Good Governance akan dapat diwujudkan dengan melibatkan 3 pihak, yaitu negara (pemerintah), dunia usaha, dan masyarakat. Penyelenggara negara perlu melakukan reformasi di segala bidang untuk mendukung penerapan good governance.  Dunia usaha telah lebih dahulu dituntut untuk menerapkan good governance karena krisis yang melanda negara-negara yang Asean termasuk Indonesia yang mengalami krisis paling parah dan paling lama pulihnya. Penerapan good governance oleh dunia usaha yang lebih dikenal dengan Good Corporate Governance atau GCG tidak akan dapat berjalan dengan baik jika tidak didukung dengan penerapan good governance di sektor pemerintah. Dengan demikian dituntut agar penerapan di sektor pemerintah segera dilaksanakan. Beberapa upaya perlu dilakukan termasuk diantaranya adalah reformasi sistem akuntansi pemerintahan yang menuntut adanya transparansi dan akuntabilitas. Kualitas informasi yang dihasilkan oleh penyelenggara negara mempengaruhi tingkat transparansi dan akuntabilitas.
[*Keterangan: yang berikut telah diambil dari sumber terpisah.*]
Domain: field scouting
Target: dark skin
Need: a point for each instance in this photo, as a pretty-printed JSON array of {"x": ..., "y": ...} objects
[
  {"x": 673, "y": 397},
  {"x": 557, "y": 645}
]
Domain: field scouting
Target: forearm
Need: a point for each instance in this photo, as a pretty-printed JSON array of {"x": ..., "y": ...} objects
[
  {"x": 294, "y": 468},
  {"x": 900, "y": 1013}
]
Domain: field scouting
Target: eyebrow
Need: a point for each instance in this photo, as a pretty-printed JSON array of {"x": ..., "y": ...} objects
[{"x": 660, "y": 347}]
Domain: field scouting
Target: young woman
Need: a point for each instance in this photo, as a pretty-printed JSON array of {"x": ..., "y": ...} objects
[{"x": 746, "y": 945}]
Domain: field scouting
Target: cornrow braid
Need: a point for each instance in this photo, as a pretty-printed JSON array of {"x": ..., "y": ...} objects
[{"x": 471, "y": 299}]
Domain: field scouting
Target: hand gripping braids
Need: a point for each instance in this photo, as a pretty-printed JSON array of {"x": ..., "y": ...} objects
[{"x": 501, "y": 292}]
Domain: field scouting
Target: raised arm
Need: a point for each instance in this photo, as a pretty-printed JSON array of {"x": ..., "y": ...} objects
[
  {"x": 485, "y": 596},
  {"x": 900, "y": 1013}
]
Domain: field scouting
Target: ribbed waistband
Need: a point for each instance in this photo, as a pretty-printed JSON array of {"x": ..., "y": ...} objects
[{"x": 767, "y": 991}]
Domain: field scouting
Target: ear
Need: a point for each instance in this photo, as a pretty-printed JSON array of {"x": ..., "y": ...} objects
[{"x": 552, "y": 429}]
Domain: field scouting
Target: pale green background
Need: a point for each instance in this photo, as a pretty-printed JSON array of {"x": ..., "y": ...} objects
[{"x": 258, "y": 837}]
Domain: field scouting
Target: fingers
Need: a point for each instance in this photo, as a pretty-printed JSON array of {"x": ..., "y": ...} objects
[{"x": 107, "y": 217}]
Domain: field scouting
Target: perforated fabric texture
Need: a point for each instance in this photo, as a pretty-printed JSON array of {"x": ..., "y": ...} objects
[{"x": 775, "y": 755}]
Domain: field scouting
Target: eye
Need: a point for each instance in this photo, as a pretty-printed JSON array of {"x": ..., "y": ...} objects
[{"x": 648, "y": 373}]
Informasi yang berkualitas tinggi akan dihasilkan oleh sistem akuntansi yang handal.
Dua hal yang sangat penting adalah keberhasilan governance di Indonesia tergantung pada komitmen seluruh elemen bangsa Indonesia, dimulai dari para pimpinan dan penegakan hukum (law enforcement) perlu dilakukan secara konsisten dan fair agar seluruh lapisan masyarakat dapat menghormati hukum yang telah ditetapkan.